19/08/2024
Eugenia Tzirtzilaki’s That’swhatshesaid screening and discussion with the director at Barın Han on Thursday, August 22, 2024 at 18:00. This event will be held in English only.
That’swhatshesaid deals with the most common patterns of female representation on stage but also, more broadly, in what we call the public sphere.
In the play, women’s lines and stage directions for women from the most performed plays of a US theater season are isolated and recomposed anew. This is a unique play in its own merit, a collage made from the words of several contemporary playwrights and a feminist experiment all in one. By isolating the women’s lines, without ever listening to the voices of the men, we observe women’s behavior; it seems disorganized, but also evident of the role reserved for women in modern theater.
What do they do with their bodies? What words do they use? How often do they ask others what to do? How many times do they apologize? How much do they cry? The result is a condensed presentation of the role assigned to women within mass culture. Never listening to the voices with which the women converse, makes the show feels like an audition for the full range of roles available to women today, in the theater and in life alike.
In the play, a woman moves in and out of many roles, using a few props, on a stage that could be empty of occupied by any set design imaginable.

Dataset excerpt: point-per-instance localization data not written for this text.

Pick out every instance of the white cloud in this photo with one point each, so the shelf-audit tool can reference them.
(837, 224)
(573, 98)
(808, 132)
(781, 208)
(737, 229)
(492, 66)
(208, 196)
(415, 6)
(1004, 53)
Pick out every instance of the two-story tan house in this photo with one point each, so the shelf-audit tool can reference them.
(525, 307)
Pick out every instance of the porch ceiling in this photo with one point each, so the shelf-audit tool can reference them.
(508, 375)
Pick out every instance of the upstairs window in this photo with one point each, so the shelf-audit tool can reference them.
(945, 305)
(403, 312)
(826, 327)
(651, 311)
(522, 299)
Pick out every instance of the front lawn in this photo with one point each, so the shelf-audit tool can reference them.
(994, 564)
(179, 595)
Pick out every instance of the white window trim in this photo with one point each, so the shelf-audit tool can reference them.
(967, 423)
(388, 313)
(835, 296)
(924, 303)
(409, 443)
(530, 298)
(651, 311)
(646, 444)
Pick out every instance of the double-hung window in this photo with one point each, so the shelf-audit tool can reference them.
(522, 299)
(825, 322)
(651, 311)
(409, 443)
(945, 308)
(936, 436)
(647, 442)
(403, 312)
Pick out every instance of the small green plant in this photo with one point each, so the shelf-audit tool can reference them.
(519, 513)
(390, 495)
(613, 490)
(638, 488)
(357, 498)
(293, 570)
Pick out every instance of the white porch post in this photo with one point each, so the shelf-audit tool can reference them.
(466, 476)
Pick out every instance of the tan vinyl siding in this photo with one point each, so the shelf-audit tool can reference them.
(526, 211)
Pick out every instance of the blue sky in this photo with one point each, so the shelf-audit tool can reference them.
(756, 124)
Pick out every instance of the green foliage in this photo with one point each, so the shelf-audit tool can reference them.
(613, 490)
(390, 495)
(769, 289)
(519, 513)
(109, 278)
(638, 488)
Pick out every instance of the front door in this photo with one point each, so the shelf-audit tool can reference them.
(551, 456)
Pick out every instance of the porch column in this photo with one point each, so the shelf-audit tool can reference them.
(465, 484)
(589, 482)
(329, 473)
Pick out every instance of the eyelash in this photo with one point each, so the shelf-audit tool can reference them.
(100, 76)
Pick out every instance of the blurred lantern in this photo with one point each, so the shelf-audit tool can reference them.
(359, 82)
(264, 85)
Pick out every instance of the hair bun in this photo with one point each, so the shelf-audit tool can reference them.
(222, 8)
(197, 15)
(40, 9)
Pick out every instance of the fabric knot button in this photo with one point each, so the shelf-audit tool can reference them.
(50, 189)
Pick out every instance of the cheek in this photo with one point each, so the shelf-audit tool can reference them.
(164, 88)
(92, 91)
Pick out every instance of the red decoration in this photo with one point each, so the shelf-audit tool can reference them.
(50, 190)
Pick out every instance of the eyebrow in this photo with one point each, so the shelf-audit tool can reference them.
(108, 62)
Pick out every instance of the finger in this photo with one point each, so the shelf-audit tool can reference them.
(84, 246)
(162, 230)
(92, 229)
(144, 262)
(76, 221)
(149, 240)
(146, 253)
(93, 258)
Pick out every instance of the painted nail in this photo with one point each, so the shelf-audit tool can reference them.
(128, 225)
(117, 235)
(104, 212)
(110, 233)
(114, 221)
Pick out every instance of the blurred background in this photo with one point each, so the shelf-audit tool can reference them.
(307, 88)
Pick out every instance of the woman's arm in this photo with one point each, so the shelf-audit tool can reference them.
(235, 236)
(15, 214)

By watching an actress change multiple characters on stage, we simultaneously see her alternating between representational patterns that we are used to seeing, anywhere. Thus, the dramaturgy places the theatrical event in a post-theatrical setting where the setting could be actually our lives. The play seems to pose many questions to the viewer, with a central one being: What is going on with female representation? How does a woman find her place in the world?
All the plays that That’swhatshesaid deconstructs and reassembles are written or have been adopted within the last decade. The play was performed in Greek in winter season 2023 with great success and is now screened in different venues to ignite on of the most interesting conversations today, that blends culture and politics.